WHAT: A clutch performance in the NBA’s Western Conference Semifinals

WHY IT’S SO GREAT: In February, the Mavs made what fans worried was a desperation move: trading a top-two protected first-round draft pick and two players to the Charlotte Hornets for Washington and a pair of second-round picks. ESPN, grading the trade, gave the Mavs a D on their decision-making, with NBA analyst Kevin Pelton offering a brutal assessment: “The question here is what problem Washington is solving. Five years into his career, I’m still not sure what Washington is as an NBA player.” (The Hornets, meanwhile, got an A for getting a valuable return for Washington, who wasn’t even a full-time starter in Charlotte.) 

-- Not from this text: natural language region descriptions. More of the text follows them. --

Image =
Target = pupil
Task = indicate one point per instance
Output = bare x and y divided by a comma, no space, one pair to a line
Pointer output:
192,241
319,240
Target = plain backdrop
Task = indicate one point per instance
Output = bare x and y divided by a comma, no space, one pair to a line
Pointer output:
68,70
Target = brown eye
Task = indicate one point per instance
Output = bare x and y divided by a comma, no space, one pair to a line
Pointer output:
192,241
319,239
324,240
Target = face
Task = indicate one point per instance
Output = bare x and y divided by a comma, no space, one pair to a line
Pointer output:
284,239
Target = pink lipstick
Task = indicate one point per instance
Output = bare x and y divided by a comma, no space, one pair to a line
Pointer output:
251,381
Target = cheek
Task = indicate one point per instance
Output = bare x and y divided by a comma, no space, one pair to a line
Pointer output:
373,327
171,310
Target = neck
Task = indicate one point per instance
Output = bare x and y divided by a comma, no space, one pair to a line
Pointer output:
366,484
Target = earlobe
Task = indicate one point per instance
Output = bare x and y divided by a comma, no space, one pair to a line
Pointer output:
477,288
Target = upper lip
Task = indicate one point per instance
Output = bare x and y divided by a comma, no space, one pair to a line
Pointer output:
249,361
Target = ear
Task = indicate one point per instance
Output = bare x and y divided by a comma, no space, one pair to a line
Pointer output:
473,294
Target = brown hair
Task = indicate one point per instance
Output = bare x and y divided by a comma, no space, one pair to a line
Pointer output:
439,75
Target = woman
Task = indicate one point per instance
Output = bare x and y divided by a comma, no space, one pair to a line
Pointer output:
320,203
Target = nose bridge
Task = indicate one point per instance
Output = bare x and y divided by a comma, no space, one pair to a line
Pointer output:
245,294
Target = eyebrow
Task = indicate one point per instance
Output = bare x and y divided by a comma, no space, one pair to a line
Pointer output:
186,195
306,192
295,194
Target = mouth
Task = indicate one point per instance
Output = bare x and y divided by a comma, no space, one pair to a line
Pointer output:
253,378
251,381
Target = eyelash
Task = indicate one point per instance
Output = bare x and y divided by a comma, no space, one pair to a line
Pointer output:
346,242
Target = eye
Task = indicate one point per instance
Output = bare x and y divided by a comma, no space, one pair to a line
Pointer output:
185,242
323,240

Dallas fans were even more upset. A common sentiment at the time can be found in a post from two months ago on the Mavericks Reddit forum: “I don’t mean to be a Negative Nellie but why on earth did we trade a top-2 protected 1st for PJ Washington?” The author posited that such a poor trade would not only cost the team a pick and doom its chances for the rest of the season, but it might lead the team’s brightest star, Luka Dončić, to depart via free agency. 

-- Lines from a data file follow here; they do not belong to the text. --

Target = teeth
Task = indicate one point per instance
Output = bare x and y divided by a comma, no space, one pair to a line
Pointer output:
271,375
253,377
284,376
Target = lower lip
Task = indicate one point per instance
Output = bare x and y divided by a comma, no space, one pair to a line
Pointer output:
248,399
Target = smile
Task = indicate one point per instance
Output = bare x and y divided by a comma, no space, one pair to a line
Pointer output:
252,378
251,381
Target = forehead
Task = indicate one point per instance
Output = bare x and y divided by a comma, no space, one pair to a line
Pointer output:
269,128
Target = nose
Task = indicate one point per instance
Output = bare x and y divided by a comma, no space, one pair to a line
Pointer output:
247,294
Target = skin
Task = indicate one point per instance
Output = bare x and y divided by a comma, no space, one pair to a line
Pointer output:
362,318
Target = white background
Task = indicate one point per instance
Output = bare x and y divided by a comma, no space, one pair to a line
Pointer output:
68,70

The knocks on Washington back then were that his three-point shooting had gotten worse over the course of his five-year pro career, that his true shooting percentage ranked in the bottom-third of all NBA players, that he averaged fewer than fifteen points per game, and that he was a poor defender. Washington didn’t exactly arrive with an all-star CV. But stats only tell part of a player’s story, and defenders of the deal argued that Washington, a former Dallas-area high school standout who grew up 26 miles down the Tollway from the American Airlines Center, could be transformed into a key contributor around Mavs stars Dončić and Kyrie Irving.  

During Dallas’s conference semifinal series against Oklahoma City, Washington proved his supporters right—and in Saturday’s decisive game six, he turned in his most clutch performance yet. Heading into the fourth quarter, with the Mavs down seven, the player from Frisco had hardly seen the court because of early foul trouble. But he proved himself critical over the final twelve minutes, accounting for nine points while his rookie teammate, Dereck Lively II (whose own story of helping Dallas reach the conference finals despite his mother’s death in April is equally meaningful), came through with key rebounds to keep the team alive. Finally, with 2.5 seconds on the clock and the Mavs down by a point, Williams got fouled on a three-point attempt and was given a chance to step to the line and end the Thunder’s season. The career 70.5 percent free-throw shooter sunk his first two foul shots to give Dallas a 117–116 lead; then Washington intentionally missed his attempt to force OKC—which had no time-outs and couldn’t stop the clock once Washington’s third free throw came off the rim—to heave a desperate full-court shot as time expired. The ball didn’t come close to the net, and thanks to Washington’s finishing touches, the Mavs are headed to the Western Conference Finals against the Minnesota Timberwolves.